After lunch, on the path up Stromboli, I stopped in on Karen, a friend of a friend. Her house sat behind a gate in Piscità, a cluster of homes perched above the sea. She told me she once worked for Tom Ford in Europe, but now taught meditation on Stromboli. We sat behind her house, drinking coffee and watching the water turn golden in the afternoon light. We’d never met, but we talked openly about our parents and our fears and our humanity, about living and dying, as if engaged in a sudden psychotherapy session. It felt appropriate—cleansing, actually—because we were on Stromboli, and that was, it seemed, just how people on Stromboli talked. When we finished our coffee, she gave me a hug and sent me off on my climb with a half-dozen heart-shaped, almond-flavored cookies from the nearest bakery. After a couple of hours of hiking, when I reached the highest point I could reach, I sat down to eat them. Just as I bit into the first one, the ground beneath me began to tremble.

That night, after nearly a dozen miles of walking, I returned to Ai Gechi, famished, just as Zaccone had said I would. He was standing near the entrance to the restaurant. He saw that I was smiling. “I love this island,” he told me, covering his heart with his hand. “You take the island in your soul. You go to the volcano and you feel it. In Stromboli, you come looking for yourself. And you find it.”

Getting There

Fly in to Palermo Airport (PMO) or Catania-Fontanarossa Airport (CTA), connecting through Rome or another major European hub. Liberty Lines operates ferries to all seven inhabited Aeolian Islands from Palermo and Malazzo, in northeastern Sicily. To get to Malazzo from Catania, about two hours away, prebook a car with Adige. Liberty Lines also operates interisland ferry service. In high season (June through late August), be sure to book ferry tickets online in advance, since the boats fill up. Service can be delayed or canceled because of rough weather or a strike.
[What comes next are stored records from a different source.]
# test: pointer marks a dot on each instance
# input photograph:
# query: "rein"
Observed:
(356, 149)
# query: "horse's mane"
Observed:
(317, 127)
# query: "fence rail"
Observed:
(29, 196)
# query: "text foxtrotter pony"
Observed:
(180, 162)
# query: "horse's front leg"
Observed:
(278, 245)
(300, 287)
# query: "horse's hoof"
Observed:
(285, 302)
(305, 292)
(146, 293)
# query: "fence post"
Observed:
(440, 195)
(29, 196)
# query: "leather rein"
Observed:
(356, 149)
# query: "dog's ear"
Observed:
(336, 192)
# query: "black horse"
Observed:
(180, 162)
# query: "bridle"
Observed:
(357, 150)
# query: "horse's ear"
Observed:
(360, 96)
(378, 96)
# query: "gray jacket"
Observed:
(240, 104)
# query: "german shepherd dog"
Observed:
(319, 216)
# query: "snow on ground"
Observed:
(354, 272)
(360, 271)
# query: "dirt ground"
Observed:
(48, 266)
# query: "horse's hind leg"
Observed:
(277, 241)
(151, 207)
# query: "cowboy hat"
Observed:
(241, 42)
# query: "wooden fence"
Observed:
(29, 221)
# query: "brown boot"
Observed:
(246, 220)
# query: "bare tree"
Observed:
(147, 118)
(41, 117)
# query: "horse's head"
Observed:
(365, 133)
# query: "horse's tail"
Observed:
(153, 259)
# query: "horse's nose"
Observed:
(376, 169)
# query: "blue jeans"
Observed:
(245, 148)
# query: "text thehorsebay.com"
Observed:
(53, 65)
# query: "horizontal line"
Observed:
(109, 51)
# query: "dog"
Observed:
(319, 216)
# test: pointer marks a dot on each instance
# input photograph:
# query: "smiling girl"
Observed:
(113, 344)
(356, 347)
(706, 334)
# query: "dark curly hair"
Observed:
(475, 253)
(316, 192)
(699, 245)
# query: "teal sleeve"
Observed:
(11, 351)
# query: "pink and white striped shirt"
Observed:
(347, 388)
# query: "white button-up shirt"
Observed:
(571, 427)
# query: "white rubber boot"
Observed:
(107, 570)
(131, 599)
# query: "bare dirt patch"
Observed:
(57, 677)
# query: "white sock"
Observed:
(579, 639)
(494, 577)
If a 20-hour travel day is something you’d rather avoid, spend the night in Taormina, Sicily, en route to Milazzo, at the noble-feeling Belmond Villa Sant’Andrea (doubles from $841). The hotel is built on an 1830s estate, surrounded by a private park and situated on a secluded pebble beach with stunning, cinematic views of the Bay of Mazzarò.

Filicudi

Hotel La Canna (doubles from $123), the island’s best place to stay, has a good restaurant and a pool. Ask the front desk to arrange an excursion into the waters around Filicudi with a local; don’t miss La Canna rock (trips from $25), a basalt tower rising from the sea that is said to possess magical powers. Villa La Rosa (entrées $6–$25), up the path from the hotel, features chef Adelaide Rando’s lasagna with wild fennel and an oval-shaped bar with a pink marble top that looks like it belongs in a Wes Anderson film.

Salina

I loved the quiet of Capofaro Locanda & Malvasia (doubles from $455), a converted fishing village with the sea on one side and vineyards on the other. The hotel can organize tours of the other islands aboard a Hatteras yacht. Its restaurant (entrées $27–$37) showcases produce from its gardens and a strong commitment to bread making. Da Alfredo (11 Via Vittoria Alfieri; entrées $12–$17) serves Salina’s most popular dish, pane cunzato, a round of grilled bread piled with salad-like toppings. Signum (entrées $37), housed in a fine Salina hotel of the same name, is the island’s sole Michelin-starred restaurant.

Stromboli

Il Gabbiano Relais (doubles from $248) has 11 apartment-style rooms, grocery delivery, and a shaded pool. At Trattoria Ai Gechi (12 Via Salina; entrées $15–$31), dishes like pasta with smoked tuna, arugula, and cherry tomatoes are as memorable as the colorful owner, Antonino Zaccone. Beach time on the black sands of Spiaggia Lunga is magical and mandatory. You can hike most of the way up the volcano yourself, but a guide is required to summit. Magmatrek (tours from $35) leads group hikes and can arrange private tours. Before leaving Stromboli, order all the deep-dish pizza you can carry from Panificio La Pagnotta (Via Soldato Francesco Natoli)—it’s the perfect lunch for the hydrofoil back to Sicily.